Hacker News new | ask | show | jobs
by johbjo 1831 days ago
The point here is to do migrations live while clients randomly connect and stay connected for random time. When all old clients have disconnected, the old schema can be removed.

The point is not to let old clients work indefinitely.

In other versions of this idea, all views/procedures are prefixed with some revision-number but that looks messy.

1 comments

But what happens when schema Xn adds a column N, and schema Xn+1 removes it? The base schema, the source for all the views will contain all the columns Xn... from all the migrations until purged.

That purging is what has a lot of operational complexity. And renaming a column. All the rest is zero-downtime in PG already.

We have automated updates of schema. Installs are on-prem, and we support running multiple versions of our program at the same time (if there's a bug in new version, just use previous as workaround).

We rarely drop columns due to this, but haven't found it to be a huge issue. If we need to, we'll wait until the last supported version that has the column in its schema is retired. Then we'll add an explicit "drop column" to our schema file for the next version.

Views can perform arbitrary queries. They can achieve any kind of inference starting from the base data that's stored in tables. (Keep in mind that modern SQL is fully Turing-complete.) This makes any view-augmented database a viable source of rich, complex knowledge, not just mere information.
But I doubt unleashing the full expressive power of SQL is the point here. It would easily turn a moderately complicated "remove column" migration a real maintenance hell.

In the simplest form, when you add a column to some schema, it should be materialized in the base schema and exposed via the migration view.

The problems start when you add and remove 20 columns because even though they are no longer visible in migration schemas, they take up space in the base schema

@lallysingh, sorry, can't reply directly.

All I'm saying is that I don't think we need a full Turing-complete cannonball to hit the (relatively) small fly of no-downtime migrations.

Is it a silver-bullet? It's Turing-complete so high chances yes. But for me it has a high risk of causing a silver-poisoning.

Personally, I would stick with simpler solutions.
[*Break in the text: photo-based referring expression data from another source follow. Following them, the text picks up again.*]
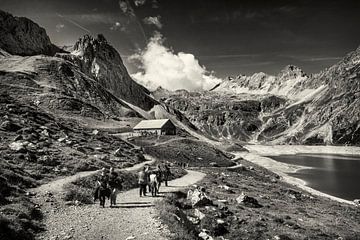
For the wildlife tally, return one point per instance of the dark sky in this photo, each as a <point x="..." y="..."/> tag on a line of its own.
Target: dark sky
<point x="228" y="37"/>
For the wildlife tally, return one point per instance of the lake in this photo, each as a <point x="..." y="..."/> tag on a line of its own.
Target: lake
<point x="337" y="175"/>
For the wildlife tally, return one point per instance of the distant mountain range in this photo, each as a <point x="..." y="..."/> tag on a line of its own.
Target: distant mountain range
<point x="92" y="81"/>
<point x="291" y="107"/>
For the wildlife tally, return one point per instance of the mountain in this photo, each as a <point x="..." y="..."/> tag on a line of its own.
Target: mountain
<point x="291" y="107"/>
<point x="98" y="59"/>
<point x="21" y="36"/>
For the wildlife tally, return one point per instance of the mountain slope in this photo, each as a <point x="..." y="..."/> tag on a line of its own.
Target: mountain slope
<point x="99" y="60"/>
<point x="22" y="36"/>
<point x="291" y="107"/>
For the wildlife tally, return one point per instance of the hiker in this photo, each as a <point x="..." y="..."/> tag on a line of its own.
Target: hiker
<point x="166" y="174"/>
<point x="147" y="174"/>
<point x="153" y="183"/>
<point x="103" y="190"/>
<point x="142" y="181"/>
<point x="115" y="186"/>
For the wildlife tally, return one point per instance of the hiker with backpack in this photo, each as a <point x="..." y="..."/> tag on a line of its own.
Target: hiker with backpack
<point x="102" y="190"/>
<point x="142" y="180"/>
<point x="167" y="174"/>
<point x="114" y="185"/>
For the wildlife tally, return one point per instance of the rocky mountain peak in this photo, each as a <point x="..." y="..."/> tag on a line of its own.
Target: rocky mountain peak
<point x="89" y="48"/>
<point x="291" y="71"/>
<point x="97" y="58"/>
<point x="21" y="36"/>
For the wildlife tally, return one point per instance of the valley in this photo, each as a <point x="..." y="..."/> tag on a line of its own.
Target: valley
<point x="65" y="115"/>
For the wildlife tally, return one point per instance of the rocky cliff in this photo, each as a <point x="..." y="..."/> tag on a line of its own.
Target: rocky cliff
<point x="21" y="36"/>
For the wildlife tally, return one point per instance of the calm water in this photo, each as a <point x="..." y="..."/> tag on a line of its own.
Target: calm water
<point x="337" y="175"/>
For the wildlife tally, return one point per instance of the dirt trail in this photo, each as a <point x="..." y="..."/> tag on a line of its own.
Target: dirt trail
<point x="57" y="186"/>
<point x="134" y="217"/>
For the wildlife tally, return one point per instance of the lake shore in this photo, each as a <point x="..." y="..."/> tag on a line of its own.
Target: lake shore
<point x="258" y="154"/>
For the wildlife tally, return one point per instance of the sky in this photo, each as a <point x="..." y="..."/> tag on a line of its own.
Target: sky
<point x="205" y="40"/>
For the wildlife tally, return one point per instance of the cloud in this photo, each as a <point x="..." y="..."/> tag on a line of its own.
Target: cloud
<point x="139" y="3"/>
<point x="163" y="67"/>
<point x="153" y="21"/>
<point x="126" y="7"/>
<point x="59" y="27"/>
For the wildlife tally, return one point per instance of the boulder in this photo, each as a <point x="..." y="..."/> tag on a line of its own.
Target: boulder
<point x="214" y="164"/>
<point x="204" y="235"/>
<point x="248" y="201"/>
<point x="118" y="153"/>
<point x="198" y="198"/>
<point x="199" y="214"/>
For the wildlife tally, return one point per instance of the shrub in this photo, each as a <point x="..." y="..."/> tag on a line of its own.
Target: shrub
<point x="78" y="193"/>
<point x="174" y="217"/>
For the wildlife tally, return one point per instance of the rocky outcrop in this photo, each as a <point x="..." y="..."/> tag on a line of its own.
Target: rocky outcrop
<point x="222" y="116"/>
<point x="21" y="36"/>
<point x="291" y="107"/>
<point x="98" y="59"/>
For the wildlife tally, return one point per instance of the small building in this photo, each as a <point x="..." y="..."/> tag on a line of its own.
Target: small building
<point x="155" y="127"/>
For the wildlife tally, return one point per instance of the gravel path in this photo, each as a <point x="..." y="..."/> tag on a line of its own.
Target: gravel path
<point x="134" y="217"/>
<point x="56" y="186"/>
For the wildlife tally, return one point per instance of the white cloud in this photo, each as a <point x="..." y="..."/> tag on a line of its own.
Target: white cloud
<point x="173" y="71"/>
<point x="59" y="27"/>
<point x="153" y="21"/>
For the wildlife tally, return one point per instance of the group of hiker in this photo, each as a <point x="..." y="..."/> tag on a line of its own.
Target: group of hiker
<point x="153" y="179"/>
<point x="109" y="183"/>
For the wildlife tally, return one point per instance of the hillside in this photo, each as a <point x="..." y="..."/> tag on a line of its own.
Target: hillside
<point x="56" y="112"/>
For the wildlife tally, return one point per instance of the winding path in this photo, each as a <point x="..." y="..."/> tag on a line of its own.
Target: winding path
<point x="134" y="217"/>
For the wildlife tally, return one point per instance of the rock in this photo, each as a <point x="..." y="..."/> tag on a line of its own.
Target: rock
<point x="220" y="221"/>
<point x="10" y="126"/>
<point x="273" y="180"/>
<point x="45" y="133"/>
<point x="220" y="228"/>
<point x="199" y="214"/>
<point x="18" y="137"/>
<point x="224" y="187"/>
<point x="248" y="201"/>
<point x="19" y="146"/>
<point x="294" y="194"/>
<point x="198" y="198"/>
<point x="118" y="153"/>
<point x="204" y="235"/>
<point x="31" y="146"/>
<point x="282" y="237"/>
<point x="193" y="220"/>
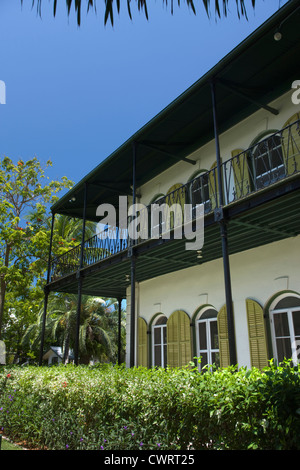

Butting in to say: Maximum reply depth is relative to the view. Just click on the comment's time and you will get a form with a reply field.
WOAH! I’ve been using HN for years and had NEVER realised that. And I honestly keep seeing people saying they can’t reply, either. This changes things!
Yes, this approach might actually decrease the power of your database as some things become much trickier. It might be worth trading of some expressive power of the database for smoother, less hands-on migrations though, which is what I'm going for.
That sounds like problems upstream of this technique. Are you complaining that it isn't a silver bullet or that it's so powerful that it'll be abused?
It would have to be in steps:

Add Xn+1: create new views without column. When no Xn clients remain: drop column from tables and drop schema Xn.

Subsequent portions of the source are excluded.